Так они сразу притихли и на попятную: «Нет, зачем же тебя снимать? Ты можешь работать, если захочешь…»
«Ага, думаю, не так-то просто вытолкать Елли за дверь. Вытолкаешь, да потом уж не вернёшь и другого Елли не найдёшь. Поняли всё-таки..» А вот Сахату счастье! Честное слово. Премировали ни за что ни про что…
И опять друзья Елли — одни переглянулись и заулыбались лукаво, а другие забормотали, как попугаи:
— Да, ни за что ни про что…
Елли чокнулся с ними, выпил стакан вина и задумался. Но сейчас же вскинул голову и заговорил:
— Да, друзья, если ты родился счастливым, так найдутся и девушки, райские пери. Они сложат перед тобою крылья и скажут: «Я тебя слушаю. Что тебе угодно?..» И они есть, есть эти пери!

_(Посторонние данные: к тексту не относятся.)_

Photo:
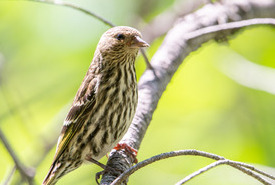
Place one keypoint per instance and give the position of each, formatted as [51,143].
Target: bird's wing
[78,114]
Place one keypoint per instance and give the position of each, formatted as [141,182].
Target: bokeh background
[221,100]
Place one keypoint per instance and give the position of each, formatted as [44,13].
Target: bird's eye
[120,37]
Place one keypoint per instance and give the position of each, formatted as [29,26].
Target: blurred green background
[45,51]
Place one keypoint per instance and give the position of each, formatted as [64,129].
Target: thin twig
[228,162]
[26,173]
[153,159]
[200,171]
[245,168]
[76,7]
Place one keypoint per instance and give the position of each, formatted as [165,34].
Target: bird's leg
[129,150]
[88,158]
[105,168]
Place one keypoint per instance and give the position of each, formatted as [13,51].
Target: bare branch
[151,160]
[179,42]
[228,162]
[164,21]
[26,173]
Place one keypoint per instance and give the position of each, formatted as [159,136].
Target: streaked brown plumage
[104,105]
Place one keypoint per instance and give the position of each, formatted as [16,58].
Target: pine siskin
[104,105]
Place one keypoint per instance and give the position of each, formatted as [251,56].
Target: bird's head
[121,39]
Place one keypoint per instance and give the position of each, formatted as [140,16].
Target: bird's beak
[137,42]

Он улыбнулся широкой пьяной улыбкой и самодовольно погладил грозно торчащие усы.
— Я ведь влюбился, братья мои! И в кого?.. В настоящую райскую пери. И она умирает от страсти ко мне! Если бы вы её видели! Но… у неё такой отец и такая мать — жестокие люди! Мы с ней, как Зохре и Тахир, а отец её настоящий Бабахай. Честное слово!
Друзья весело засверкали глазами, уставились на Елли и не знали, что делать. Им хотелось смеяться, но они боялись обидеть Елли. Но все думали: «Да какая же это дура умирает от страсти к такому красавцу? К тому же он не молод. Ему уже за сорок…»
А Елли крутил усы и говорил:
— Если дело пойдёт на лад, приглашу всех на свадьбу. И на какую свадьбу! Какой во всём мире ещё не бывало. У меня широкая натура! Вот увидите… Только теперь буду умнее. Видите ли, когда я раньше женился, я на свадьбу резал всегда чётное число баранов: четыре, шесть, восемь, — оттого-то я и не уживался со своими жёнами, пришлось с ними расстаться. Чётные числа, видно, к несчастью. А нечётные числа — три, семь, девять, — говорят, священные числа. Вот я и зарежу теперь на свадьбу семь баранов и буду самым счастливым мужем.